Re: Follow-up to Error Message...
Seth Kurtzberg wrote:
Have you run a hardware test on the system memory? I've seen something
very similar on a machine that had an intermittent memory problem. I
realize that the trace doesn't precisely suggest that; nevertheless I've
seen it happen (of course the specifics such as the LBA, etc. were
different). Especially since this seems to occur intermittently and,
apparently at different times (that is, it doesn't always happen at the
same % done) it is definitely worth testing the memory hardware.

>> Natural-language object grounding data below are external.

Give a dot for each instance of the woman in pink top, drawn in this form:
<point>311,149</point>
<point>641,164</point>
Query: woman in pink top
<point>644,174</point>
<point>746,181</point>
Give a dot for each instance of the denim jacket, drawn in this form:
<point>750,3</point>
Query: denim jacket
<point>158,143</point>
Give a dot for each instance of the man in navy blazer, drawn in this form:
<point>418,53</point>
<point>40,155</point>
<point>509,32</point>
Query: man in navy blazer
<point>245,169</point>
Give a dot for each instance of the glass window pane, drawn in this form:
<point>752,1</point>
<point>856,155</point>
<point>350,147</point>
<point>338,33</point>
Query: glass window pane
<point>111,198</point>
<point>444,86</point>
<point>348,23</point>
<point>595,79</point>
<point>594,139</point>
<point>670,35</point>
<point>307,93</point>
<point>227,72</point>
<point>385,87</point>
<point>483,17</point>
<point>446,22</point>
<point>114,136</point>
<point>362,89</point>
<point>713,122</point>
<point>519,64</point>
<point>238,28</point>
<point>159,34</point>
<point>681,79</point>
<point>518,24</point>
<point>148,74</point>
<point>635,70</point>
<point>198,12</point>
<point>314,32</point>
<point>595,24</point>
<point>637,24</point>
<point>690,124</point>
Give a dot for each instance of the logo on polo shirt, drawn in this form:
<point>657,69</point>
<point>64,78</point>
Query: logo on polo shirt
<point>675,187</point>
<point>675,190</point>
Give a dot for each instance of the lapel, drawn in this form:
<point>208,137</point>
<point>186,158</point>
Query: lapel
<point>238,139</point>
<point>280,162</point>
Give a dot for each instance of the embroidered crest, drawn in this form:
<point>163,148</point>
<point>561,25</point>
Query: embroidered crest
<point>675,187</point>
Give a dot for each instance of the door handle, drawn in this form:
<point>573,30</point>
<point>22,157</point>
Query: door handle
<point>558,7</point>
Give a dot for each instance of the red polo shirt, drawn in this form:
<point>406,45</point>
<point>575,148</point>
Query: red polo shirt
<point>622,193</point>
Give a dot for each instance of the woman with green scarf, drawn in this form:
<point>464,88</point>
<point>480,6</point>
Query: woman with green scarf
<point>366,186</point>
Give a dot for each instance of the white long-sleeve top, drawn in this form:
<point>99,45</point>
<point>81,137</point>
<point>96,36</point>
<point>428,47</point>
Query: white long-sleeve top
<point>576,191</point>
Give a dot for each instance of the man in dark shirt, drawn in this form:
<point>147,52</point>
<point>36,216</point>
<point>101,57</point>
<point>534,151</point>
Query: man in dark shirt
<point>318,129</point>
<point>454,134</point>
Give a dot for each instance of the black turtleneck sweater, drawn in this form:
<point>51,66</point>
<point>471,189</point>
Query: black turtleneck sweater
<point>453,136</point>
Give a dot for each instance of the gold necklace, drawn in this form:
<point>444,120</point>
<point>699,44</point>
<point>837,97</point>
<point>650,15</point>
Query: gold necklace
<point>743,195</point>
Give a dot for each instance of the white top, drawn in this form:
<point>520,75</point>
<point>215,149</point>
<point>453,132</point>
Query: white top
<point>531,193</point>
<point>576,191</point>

The indication that once any memory error occurs, _every_ subsequent
operation involving memory allocation fails is suggestive. While it is
possible that they are all caused by the same thing (that is, there is
just one error propagating the error message up the stack), it doesn't
look that way to me. Flushing the cache, I _believe_, is a separate
Of course, it doesn't have to be hardware, it could be an o/s bug
related to memory handling. That also sounds improbable but it is quite
likely that this application stresses the memory handling code more than
any other. I would put my bet on hardware.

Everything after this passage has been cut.